A group of people pose for a photo around an excavator
Whissell Contracting has grown into four divisions, three offices, over 425 employees, and operates over 300 pieces of heavy equipment. Mack Plovie

Spotting 95 tonnes of Volvo yellow and grey excavator in any urban environment is enough to make someone do a double take, but in Alberta that large of an excavator is standard issue for contractors completing earthworks, underground utility work, and more. Alberta is a unique place where around nearly every corner is a bustling construction site of well-choreographed equipment moving earth on a scale and timeline not paralleled by any other province in Canada. While there are many earthworks and underground utility contractors in the Calgary area, only a select few have been in business for the 52 years that Whissell Contracting has been building Alberta.
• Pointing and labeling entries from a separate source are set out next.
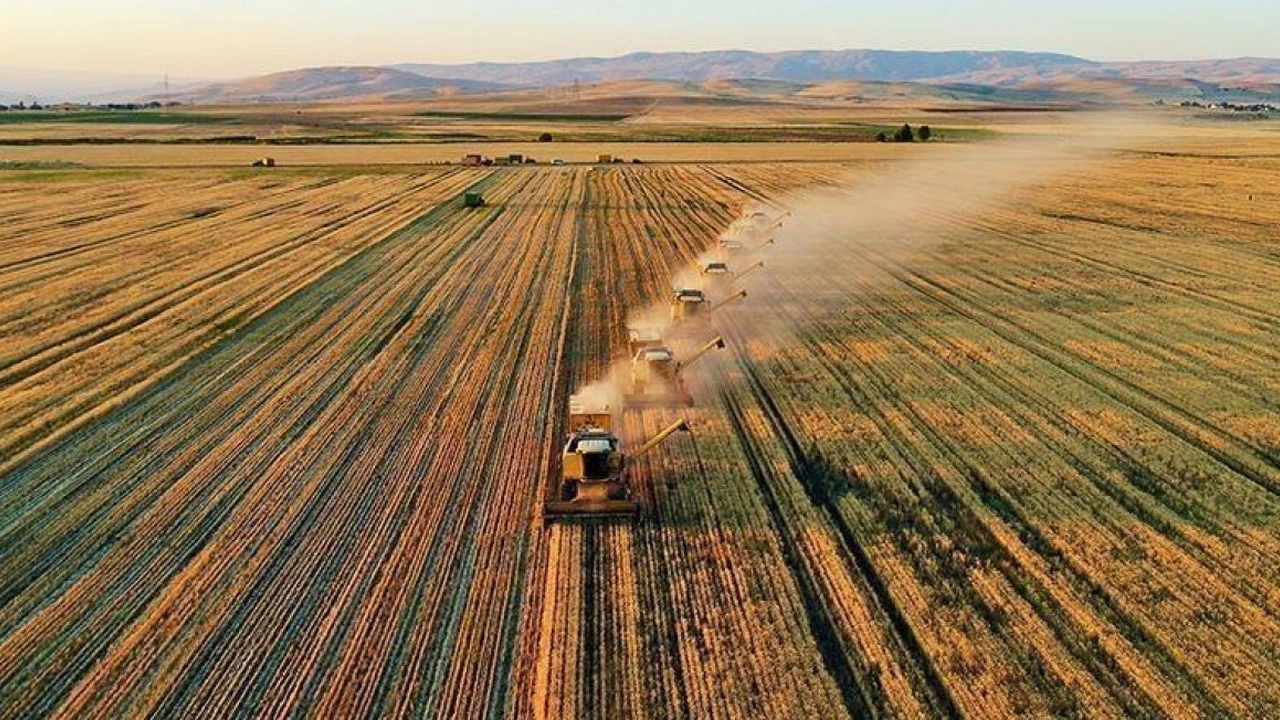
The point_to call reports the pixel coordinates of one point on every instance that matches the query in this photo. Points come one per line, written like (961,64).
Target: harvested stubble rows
(1028,470)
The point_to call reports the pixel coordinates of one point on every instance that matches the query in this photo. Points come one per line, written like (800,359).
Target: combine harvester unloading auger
(594,481)
(691,306)
(658,379)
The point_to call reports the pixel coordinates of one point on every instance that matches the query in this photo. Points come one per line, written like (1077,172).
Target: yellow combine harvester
(658,378)
(693,306)
(594,481)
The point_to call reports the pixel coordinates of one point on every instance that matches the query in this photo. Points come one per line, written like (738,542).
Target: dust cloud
(897,214)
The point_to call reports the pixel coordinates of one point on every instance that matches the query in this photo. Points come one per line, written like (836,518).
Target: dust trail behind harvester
(897,215)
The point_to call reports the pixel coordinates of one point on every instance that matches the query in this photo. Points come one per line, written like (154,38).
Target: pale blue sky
(238,37)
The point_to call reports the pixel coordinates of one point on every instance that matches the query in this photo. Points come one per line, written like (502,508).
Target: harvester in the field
(716,269)
(641,337)
(658,379)
(691,308)
(755,268)
(594,482)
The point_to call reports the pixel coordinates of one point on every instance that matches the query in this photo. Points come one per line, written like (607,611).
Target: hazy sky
(238,37)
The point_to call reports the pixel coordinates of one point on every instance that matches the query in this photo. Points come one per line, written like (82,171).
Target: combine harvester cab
(593,482)
(691,310)
(639,338)
(658,378)
(690,305)
(717,274)
(730,245)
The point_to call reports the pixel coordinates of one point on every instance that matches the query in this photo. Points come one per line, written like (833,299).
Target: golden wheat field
(275,443)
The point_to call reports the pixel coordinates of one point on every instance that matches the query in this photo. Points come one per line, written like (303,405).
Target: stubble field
(274,445)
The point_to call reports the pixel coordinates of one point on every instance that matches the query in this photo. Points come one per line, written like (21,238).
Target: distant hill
(960,74)
(330,83)
(740,73)
(800,65)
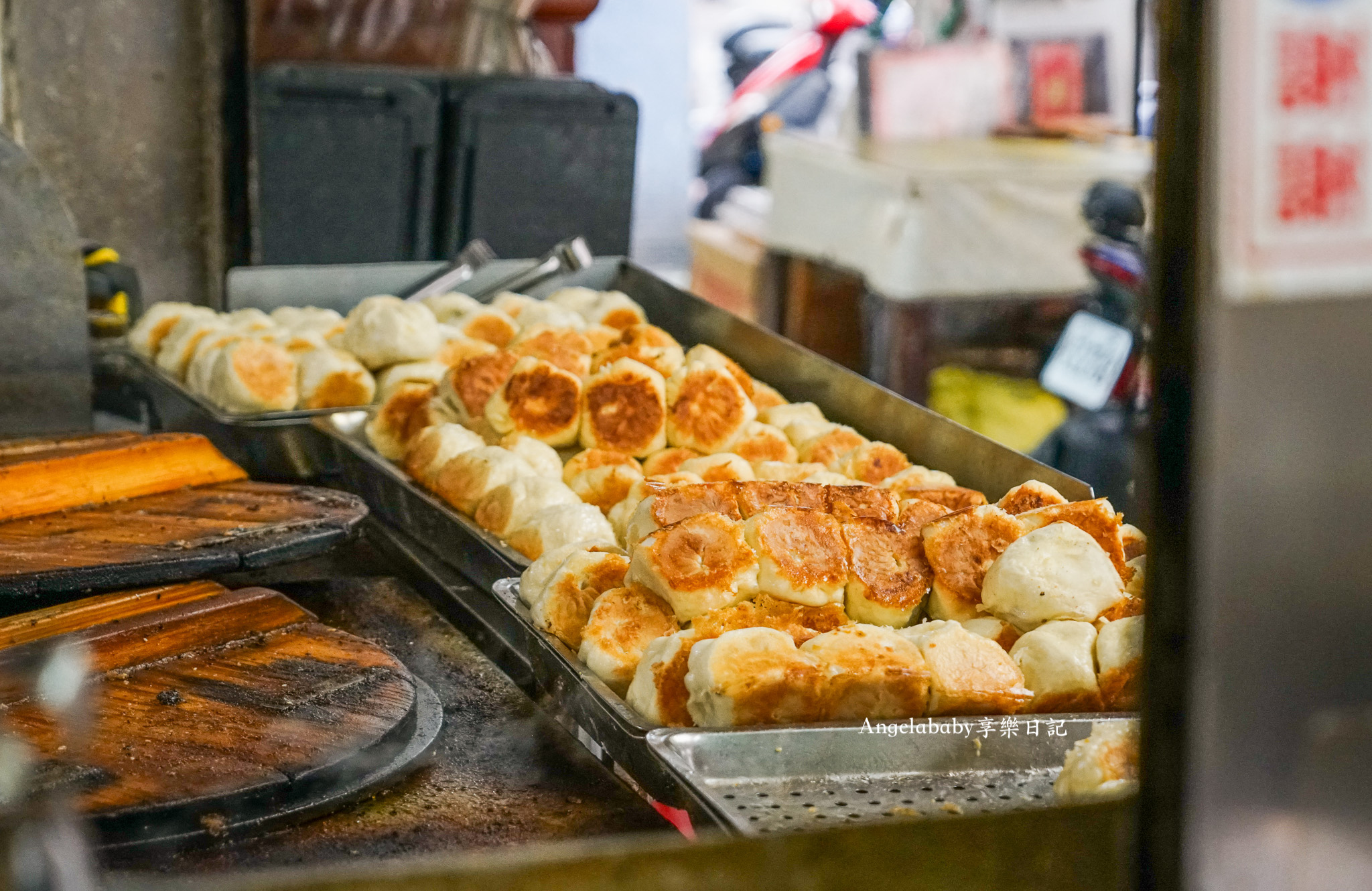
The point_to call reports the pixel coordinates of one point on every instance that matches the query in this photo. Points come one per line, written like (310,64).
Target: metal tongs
(446,277)
(569,256)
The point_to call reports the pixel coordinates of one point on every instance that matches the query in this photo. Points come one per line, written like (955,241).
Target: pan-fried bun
(624,409)
(470,385)
(961,547)
(567,599)
(1058,663)
(802,555)
(766,397)
(659,687)
(1052,573)
(590,459)
(513,504)
(606,486)
(763,442)
(474,474)
(888,574)
(434,447)
(827,447)
(908,481)
(848,503)
(719,467)
(870,463)
(560,525)
(705,408)
(538,400)
(967,673)
(760,494)
(328,378)
(699,565)
(1120,662)
(1028,496)
(486,324)
(667,460)
(622,624)
(568,349)
(874,673)
(754,676)
(644,344)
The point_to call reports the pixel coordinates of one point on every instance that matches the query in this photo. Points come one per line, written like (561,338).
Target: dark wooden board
(217,711)
(167,537)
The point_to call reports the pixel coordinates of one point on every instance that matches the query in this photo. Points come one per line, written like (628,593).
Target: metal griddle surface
(502,772)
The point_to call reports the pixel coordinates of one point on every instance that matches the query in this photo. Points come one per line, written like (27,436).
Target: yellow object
(1012,411)
(102,256)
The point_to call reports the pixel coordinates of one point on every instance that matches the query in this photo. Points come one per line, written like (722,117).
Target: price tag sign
(1087,361)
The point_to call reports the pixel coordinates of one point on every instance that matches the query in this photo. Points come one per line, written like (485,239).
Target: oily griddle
(165,537)
(221,706)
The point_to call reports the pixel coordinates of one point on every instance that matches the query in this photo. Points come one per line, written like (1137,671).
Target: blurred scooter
(782,86)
As the City of Calgary's population grows, it is quickly expanding with residential housing development projects filling in the remaining developable parcels of land. One of those projects, Greenwich, is the ideal proving ground for Whissell Contracting's brand-new 95-tonne Volvo excavator.

The Whissell Contracting story

Founded in 1970 by Brian Whissell, Whissell Contracting began as a water-sewer contractor in Calgary, Alberta, with a few pieces of equipment and small crew. Since then, the contractor has grown into 4 divisions, 3 offices, over 425 employees, and operates more than 300 pieces of heavy equipment. 

With roots in Calgary, Whissell expanded to Lethbridge in 2012 after the purchase of G.W. Cox Construction, deepening its commitment to servicing the Southern Alberta market. To the North, Whissell entered the Edmonton market in September 2014 when they were asked to complete a project due to the bankruptcy of another contractor; Whissell then purchased a shop and office in Leduc to solidify its presence in the area.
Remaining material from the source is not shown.